Intriga-o a voz do papagaio que durante o dia está à janela do primeiro-andar
ocupado pela velhota Mabília. A dona tira-o do frio antes que a noite desabe.
Acontece o lampião não ter luz para dar. Um pouco de vento mais forte é
suficiente para fundir a lâmpada. Os da Câmara demoram uma eternidade a vir, é
preciso ir lá chateá-los, lordes com fim-de-mês ali certinho. O cão encontrou
arroz-de-carne. Tem finalmente o dia ganho, embora só à noite. O cozinheiro do
restaurante sabe que o cão lá vai. Por sabê-lo, dispõe as sobras a jeito.

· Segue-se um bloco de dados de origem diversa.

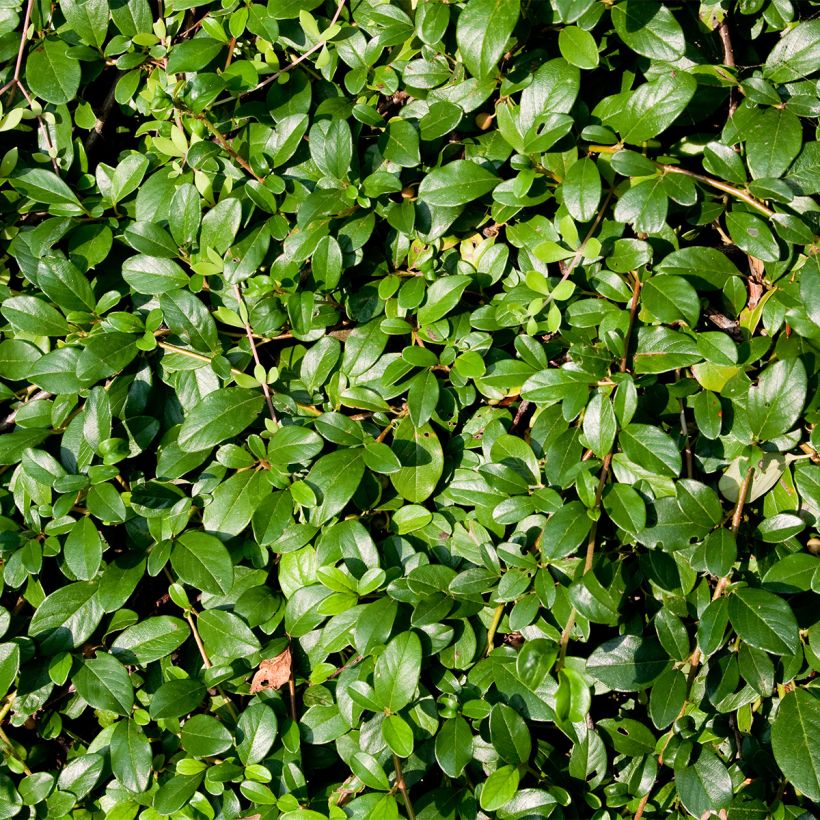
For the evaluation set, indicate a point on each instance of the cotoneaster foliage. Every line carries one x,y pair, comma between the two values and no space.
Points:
409,409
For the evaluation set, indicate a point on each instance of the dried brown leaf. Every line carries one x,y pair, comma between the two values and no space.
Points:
272,672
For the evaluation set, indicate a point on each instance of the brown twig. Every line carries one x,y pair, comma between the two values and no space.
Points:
8,420
249,332
493,628
228,148
737,516
105,112
579,253
697,655
301,58
402,787
719,185
684,428
15,80
189,616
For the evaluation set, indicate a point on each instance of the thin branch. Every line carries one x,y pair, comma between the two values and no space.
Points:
301,58
729,61
579,253
737,516
189,616
402,787
602,479
8,421
726,40
633,312
249,332
497,616
684,428
102,119
226,146
718,184
15,80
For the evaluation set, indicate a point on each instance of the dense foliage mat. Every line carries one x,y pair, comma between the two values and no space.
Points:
409,409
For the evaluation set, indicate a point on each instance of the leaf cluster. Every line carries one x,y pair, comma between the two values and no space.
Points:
409,409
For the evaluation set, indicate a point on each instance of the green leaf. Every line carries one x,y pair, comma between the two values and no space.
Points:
221,415
565,531
153,275
499,788
456,183
188,318
442,296
582,189
205,736
656,105
9,665
422,460
651,448
202,561
578,47
398,736
773,142
192,55
176,698
66,618
626,508
88,19
27,314
600,425
150,640
764,620
226,636
509,734
396,676
234,502
628,663
671,299
44,186
52,73
422,397
484,26
649,28
794,737
335,478
752,235
704,786
775,403
256,732
454,746
796,55
104,683
130,756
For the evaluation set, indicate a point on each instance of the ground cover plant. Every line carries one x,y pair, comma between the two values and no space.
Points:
409,409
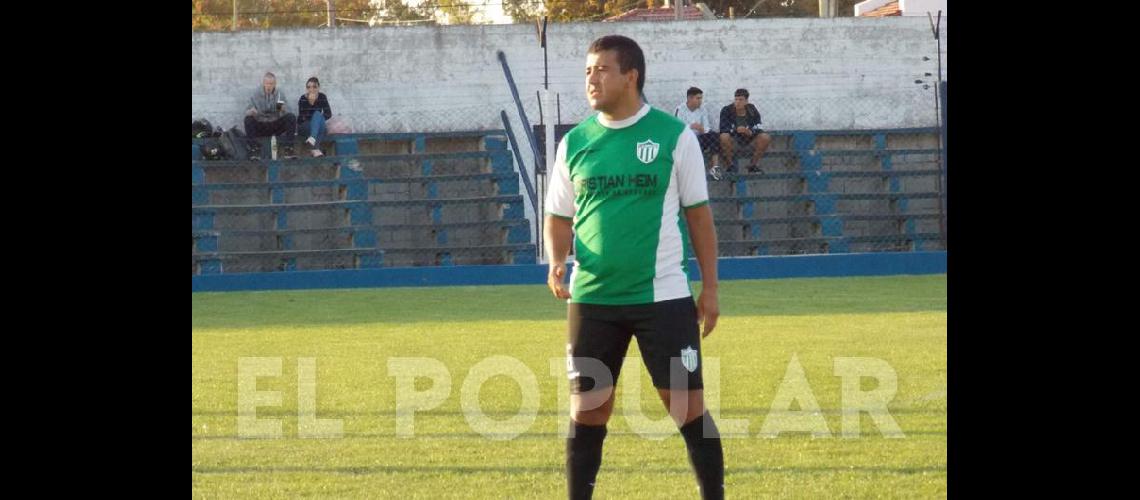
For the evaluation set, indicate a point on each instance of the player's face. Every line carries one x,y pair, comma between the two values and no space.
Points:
605,85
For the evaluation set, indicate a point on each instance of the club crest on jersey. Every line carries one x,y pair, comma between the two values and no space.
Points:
646,150
689,358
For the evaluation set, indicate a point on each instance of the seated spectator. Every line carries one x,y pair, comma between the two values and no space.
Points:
695,115
269,115
740,124
312,111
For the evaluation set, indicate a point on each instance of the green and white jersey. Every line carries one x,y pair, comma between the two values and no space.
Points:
624,183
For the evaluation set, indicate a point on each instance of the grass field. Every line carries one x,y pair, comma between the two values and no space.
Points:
765,325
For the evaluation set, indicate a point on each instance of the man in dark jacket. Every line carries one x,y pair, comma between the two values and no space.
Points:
740,124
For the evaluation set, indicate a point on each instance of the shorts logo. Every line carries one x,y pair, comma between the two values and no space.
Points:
646,152
689,358
571,370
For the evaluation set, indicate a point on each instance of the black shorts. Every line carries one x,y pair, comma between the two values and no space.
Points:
668,337
709,141
741,139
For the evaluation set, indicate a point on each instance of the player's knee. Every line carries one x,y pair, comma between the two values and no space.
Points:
595,417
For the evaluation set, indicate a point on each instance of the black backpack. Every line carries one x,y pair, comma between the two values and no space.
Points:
238,147
211,148
202,129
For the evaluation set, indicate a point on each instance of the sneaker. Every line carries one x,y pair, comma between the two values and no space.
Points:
716,173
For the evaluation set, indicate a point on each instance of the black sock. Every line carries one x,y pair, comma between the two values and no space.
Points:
706,455
584,458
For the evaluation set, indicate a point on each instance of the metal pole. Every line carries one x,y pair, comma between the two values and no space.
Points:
936,29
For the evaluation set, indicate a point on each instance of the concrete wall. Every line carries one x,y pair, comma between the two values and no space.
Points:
803,73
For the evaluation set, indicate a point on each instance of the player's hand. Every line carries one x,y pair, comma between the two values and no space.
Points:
555,280
708,310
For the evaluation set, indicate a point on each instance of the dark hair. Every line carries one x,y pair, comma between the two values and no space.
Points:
629,55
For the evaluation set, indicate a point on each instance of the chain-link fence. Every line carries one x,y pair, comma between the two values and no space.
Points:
438,180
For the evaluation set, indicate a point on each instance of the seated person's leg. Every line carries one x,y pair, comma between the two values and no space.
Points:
287,125
726,149
317,128
252,128
760,142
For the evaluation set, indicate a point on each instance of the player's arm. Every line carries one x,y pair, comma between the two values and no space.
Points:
559,223
559,234
694,198
703,235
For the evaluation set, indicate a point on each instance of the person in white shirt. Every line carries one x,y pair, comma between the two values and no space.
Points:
697,117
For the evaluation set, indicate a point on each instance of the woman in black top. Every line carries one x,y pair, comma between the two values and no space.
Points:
312,112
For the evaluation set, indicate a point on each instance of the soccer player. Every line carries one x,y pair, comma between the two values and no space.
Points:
629,183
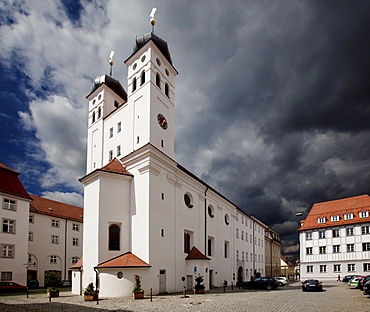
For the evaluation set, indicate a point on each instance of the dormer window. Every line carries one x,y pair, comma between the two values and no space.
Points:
348,216
321,220
334,218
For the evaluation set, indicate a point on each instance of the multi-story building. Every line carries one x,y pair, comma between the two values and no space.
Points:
37,234
15,203
335,239
145,214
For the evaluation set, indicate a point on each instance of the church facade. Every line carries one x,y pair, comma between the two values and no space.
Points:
144,213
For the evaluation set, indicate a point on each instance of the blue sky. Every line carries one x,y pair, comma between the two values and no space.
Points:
272,97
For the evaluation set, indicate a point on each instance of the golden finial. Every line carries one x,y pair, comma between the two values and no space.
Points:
152,20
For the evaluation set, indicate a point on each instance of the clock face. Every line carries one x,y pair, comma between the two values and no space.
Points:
162,121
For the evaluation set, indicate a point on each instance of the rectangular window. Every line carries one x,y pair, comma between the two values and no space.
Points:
7,251
365,246
336,233
55,223
8,226
321,220
53,259
54,239
351,268
334,218
6,276
337,268
322,249
9,204
348,216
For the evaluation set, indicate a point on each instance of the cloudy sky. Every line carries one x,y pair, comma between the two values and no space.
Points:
272,97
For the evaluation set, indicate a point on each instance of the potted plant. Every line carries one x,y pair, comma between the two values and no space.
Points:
90,293
138,292
199,287
51,280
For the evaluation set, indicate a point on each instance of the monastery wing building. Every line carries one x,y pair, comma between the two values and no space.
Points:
143,212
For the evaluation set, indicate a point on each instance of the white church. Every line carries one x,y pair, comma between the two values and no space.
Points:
144,213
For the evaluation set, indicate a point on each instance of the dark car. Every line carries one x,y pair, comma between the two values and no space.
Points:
261,283
347,278
32,284
366,288
311,285
11,287
363,281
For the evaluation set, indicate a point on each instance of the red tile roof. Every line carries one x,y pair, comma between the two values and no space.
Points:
10,183
127,260
57,209
337,208
196,254
77,265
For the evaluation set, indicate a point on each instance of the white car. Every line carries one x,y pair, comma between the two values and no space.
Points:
281,280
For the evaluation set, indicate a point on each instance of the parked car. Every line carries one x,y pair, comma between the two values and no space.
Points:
347,278
282,280
366,288
363,281
261,283
11,287
353,283
311,285
32,284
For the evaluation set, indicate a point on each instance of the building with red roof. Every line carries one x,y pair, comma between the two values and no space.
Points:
335,239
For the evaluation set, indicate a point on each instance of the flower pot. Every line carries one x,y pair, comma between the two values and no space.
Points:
52,294
138,294
92,297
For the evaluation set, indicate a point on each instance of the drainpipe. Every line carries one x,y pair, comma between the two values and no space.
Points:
205,221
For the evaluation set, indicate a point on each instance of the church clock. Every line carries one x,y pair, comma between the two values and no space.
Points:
162,121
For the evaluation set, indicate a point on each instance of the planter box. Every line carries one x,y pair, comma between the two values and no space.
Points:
52,294
138,295
92,297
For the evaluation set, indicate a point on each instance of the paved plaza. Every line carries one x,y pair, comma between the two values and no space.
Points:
337,296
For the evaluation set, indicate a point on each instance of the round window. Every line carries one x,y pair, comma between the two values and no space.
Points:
227,219
187,201
210,212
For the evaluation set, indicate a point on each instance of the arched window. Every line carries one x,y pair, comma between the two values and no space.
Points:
186,242
133,84
142,78
158,80
166,90
114,235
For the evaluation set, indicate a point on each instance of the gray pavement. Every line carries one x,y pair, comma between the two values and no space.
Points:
337,296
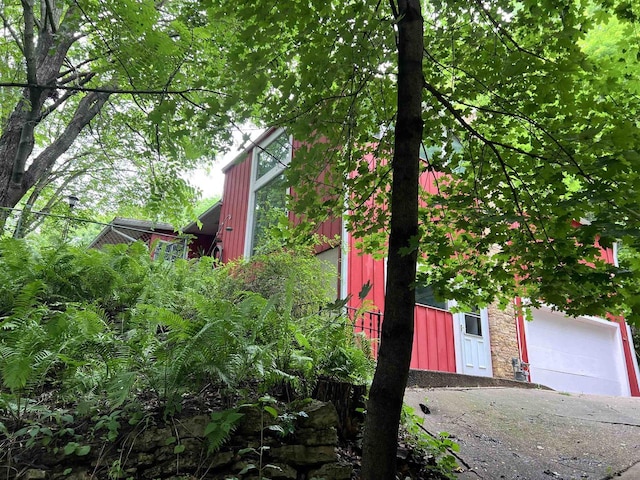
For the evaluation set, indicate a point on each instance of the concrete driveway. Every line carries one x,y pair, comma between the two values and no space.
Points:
531,434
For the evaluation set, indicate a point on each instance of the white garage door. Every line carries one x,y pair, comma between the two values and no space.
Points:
581,355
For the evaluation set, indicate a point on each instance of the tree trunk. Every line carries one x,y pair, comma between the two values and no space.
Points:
390,380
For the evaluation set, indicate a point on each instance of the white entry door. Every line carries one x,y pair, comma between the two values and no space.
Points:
473,348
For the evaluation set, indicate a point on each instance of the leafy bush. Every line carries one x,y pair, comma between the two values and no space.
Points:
102,328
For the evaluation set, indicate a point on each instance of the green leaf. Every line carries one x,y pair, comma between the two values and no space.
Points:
178,449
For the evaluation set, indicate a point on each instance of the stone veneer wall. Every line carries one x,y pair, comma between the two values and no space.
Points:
504,340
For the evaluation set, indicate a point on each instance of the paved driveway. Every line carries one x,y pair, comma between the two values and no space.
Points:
528,434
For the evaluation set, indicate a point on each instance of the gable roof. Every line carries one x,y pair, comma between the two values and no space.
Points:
129,230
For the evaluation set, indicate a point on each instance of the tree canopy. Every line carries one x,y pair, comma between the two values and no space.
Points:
122,94
529,109
531,132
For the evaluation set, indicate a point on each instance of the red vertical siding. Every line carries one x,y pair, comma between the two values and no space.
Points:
235,204
433,343
433,347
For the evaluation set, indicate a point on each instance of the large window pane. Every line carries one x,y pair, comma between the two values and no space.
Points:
426,296
270,205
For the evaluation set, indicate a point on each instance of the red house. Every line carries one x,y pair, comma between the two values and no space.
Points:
583,355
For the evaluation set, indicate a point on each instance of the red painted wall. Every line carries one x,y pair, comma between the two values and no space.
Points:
235,202
433,342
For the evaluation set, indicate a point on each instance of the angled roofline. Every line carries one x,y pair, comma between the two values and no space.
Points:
243,153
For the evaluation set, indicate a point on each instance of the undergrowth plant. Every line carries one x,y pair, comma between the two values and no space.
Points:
102,331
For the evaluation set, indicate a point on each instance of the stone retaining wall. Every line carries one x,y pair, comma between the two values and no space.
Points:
178,449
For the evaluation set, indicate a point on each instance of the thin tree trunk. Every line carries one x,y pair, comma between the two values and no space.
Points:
387,391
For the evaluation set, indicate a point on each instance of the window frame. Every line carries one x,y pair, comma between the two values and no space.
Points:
258,183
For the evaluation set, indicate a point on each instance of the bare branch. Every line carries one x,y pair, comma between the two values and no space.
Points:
14,34
110,91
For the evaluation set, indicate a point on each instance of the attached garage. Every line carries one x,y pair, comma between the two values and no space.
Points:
579,355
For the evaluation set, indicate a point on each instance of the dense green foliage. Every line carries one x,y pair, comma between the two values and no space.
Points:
99,329
110,101
528,108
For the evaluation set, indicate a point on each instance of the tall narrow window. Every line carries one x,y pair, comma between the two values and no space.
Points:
268,191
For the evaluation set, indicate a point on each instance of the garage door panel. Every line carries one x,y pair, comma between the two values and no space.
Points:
576,355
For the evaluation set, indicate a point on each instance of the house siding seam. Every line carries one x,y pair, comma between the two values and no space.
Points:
235,205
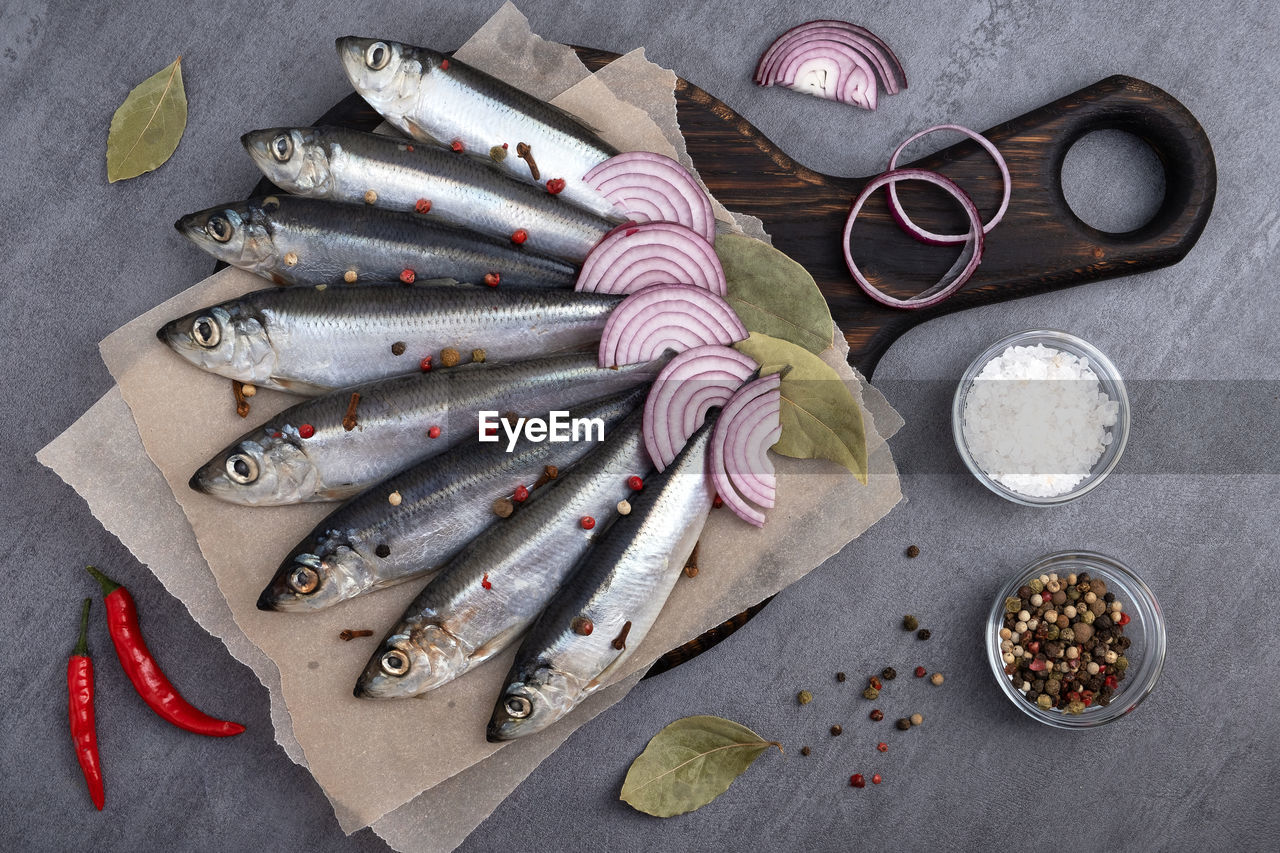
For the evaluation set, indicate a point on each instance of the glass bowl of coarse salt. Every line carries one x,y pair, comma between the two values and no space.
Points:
1041,418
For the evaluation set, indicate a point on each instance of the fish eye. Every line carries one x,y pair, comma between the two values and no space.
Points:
205,332
394,662
304,579
282,147
219,228
376,55
241,468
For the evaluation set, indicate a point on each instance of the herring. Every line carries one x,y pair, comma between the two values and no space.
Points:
310,342
438,99
369,544
341,164
305,454
494,588
289,240
618,589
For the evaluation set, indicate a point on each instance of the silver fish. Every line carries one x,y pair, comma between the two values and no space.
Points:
339,164
488,594
438,99
305,454
446,502
310,342
620,587
289,240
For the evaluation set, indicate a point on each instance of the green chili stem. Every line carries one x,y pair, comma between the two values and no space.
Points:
106,583
82,646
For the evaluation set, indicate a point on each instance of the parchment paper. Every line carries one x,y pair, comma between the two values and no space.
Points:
357,749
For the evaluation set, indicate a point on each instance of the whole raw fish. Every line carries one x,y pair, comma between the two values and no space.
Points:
434,97
488,594
339,164
307,454
446,502
618,588
307,341
289,240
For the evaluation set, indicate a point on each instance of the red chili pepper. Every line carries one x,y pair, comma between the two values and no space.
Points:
149,680
80,689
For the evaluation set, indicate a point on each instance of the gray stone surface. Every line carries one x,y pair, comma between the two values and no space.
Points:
1192,769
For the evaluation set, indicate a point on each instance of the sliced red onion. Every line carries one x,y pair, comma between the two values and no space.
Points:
652,187
946,240
685,391
656,252
740,466
667,316
951,281
832,59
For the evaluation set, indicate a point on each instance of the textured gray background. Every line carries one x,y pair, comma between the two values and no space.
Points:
1193,769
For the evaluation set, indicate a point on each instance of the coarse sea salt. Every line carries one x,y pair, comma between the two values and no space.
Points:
1036,420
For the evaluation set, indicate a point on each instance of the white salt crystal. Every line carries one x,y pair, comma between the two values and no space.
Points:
1036,420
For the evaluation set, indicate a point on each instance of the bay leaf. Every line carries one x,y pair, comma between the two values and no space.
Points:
147,126
821,419
689,763
772,293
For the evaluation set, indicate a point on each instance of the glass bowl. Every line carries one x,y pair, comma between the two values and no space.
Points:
1146,630
1109,382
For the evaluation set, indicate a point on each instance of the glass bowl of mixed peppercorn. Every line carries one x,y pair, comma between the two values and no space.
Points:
1075,639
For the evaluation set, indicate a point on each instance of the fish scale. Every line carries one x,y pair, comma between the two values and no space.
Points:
311,342
446,502
488,594
305,454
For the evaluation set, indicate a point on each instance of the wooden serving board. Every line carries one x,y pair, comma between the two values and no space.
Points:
1040,246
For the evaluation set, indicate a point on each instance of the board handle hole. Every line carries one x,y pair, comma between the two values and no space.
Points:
1112,181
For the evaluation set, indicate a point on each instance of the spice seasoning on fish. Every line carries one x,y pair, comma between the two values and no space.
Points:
80,689
241,402
149,680
348,420
1063,642
620,642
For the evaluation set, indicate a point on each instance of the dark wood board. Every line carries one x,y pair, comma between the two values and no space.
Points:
1040,246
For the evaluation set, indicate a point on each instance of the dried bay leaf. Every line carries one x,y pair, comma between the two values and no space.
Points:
772,293
821,419
689,763
147,126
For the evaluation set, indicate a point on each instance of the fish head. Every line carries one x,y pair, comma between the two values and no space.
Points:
533,703
269,468
392,77
293,159
314,578
228,340
236,233
412,660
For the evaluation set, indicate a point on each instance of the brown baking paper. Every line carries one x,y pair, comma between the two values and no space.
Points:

Também Mabília traz por vezes alguma coisa para o monturo. O mundo arranja
maneira de funcionar. Antes de ser casa-de-pasto, era estabelecimento de
carvoaria. Foi há muito anos isso. Morreram quantos poderiam lembrá-lo, excepto
a velha Mabília, que então era menina mas já capaz de lembrança. Também eu me
lembro da carvoaria, quando não estou ocupado a vomitar para a água fétida do
canal.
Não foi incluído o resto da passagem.